There are 9 near-death experiences hidden in all this mess, but let’s get back to the topic of marriage, specifically the previously-mentioned one to architecture, and the other to illustration.

Architecture

It was a dark and stormy night when, after the bars had closed, my best friend, Ike Hobbs, an art school grad, and I climbed to the top of a building and launched into one of our high-speed conversations about art. As a repressed architect, I was especially livid that he seemed trapped not only inside a rectangular frame but also 2 dimensions. One of his wild gesticulations broke a window of the rooftop shanty and I exclaimed “Glass! Glass! Why don’t you paint on glass! On both sides. Scrape some away! Layering! Transparency! F*** your acrylics on canvas! Go 3D, dammit!

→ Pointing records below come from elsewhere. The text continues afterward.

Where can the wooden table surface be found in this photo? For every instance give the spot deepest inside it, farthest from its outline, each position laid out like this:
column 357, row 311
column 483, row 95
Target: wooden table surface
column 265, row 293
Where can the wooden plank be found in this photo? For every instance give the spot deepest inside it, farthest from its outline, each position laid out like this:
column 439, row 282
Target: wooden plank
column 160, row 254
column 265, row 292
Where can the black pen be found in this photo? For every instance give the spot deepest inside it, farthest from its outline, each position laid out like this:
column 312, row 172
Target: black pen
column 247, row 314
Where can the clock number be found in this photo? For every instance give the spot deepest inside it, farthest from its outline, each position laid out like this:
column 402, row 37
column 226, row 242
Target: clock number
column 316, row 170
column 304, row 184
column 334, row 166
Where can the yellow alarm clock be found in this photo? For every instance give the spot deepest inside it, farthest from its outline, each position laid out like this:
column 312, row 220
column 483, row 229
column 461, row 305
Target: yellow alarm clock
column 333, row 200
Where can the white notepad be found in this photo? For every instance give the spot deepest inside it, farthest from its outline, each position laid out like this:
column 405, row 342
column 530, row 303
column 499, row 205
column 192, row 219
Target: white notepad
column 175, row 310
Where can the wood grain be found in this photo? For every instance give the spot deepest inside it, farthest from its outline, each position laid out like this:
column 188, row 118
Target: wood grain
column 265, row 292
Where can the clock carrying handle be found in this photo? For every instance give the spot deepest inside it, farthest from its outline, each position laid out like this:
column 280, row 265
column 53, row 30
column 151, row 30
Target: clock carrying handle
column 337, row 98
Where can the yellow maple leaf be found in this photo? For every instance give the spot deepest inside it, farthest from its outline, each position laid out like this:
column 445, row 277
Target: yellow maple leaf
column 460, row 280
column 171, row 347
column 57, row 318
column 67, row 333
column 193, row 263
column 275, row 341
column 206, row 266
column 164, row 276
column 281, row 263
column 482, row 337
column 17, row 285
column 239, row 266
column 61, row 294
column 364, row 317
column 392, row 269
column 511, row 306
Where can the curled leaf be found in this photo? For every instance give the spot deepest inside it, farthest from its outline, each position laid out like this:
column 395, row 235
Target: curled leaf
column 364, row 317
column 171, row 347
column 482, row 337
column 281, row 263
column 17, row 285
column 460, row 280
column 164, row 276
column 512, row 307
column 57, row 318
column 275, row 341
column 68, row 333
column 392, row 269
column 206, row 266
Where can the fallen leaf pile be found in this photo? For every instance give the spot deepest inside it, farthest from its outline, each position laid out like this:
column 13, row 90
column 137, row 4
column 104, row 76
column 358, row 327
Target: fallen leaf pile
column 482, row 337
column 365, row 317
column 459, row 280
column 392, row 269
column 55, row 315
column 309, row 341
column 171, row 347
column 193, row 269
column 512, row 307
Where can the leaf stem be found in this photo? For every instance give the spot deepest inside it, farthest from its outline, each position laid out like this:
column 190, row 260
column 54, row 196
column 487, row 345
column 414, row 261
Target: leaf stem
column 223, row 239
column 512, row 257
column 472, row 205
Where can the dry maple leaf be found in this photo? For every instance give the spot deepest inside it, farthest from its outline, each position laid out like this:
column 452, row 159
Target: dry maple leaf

And he did. Within weeks he was churning out works on glass that were dazzling. And although I was smitten with the organic forms of medical illustration, by the time I finally sat down to create a new body of work in 2013, I wanted to build things with moving parts and dimensionality and with all the technical complexity that a building would require, a mental construction translated into a built object, with layers and transparencies. And glass. Ike’s presence is strong.

 

 

 

 

Illustration

Encyclopedias were my best childhood friend, so it was sublime to be a real, live encyclopedia illustrator. And what illustration—especially medical or encyclopedia illustration—is all about is this: subtracting distractionary detail and highlighting core content thus making the depiction so crystal clear that it goes into someone’s mind, makes an edible imprint, and imparts a clear comprehension. The stronger the impact, the better, and provocation is a powerful tool to achieve this. This same process dovetailed beautifully with one of my other careers: as a user experience designer and information architect the goal is to guide a human through a complex process in a simple way, and thereby impart an understanding, a feeling, a lucid experience.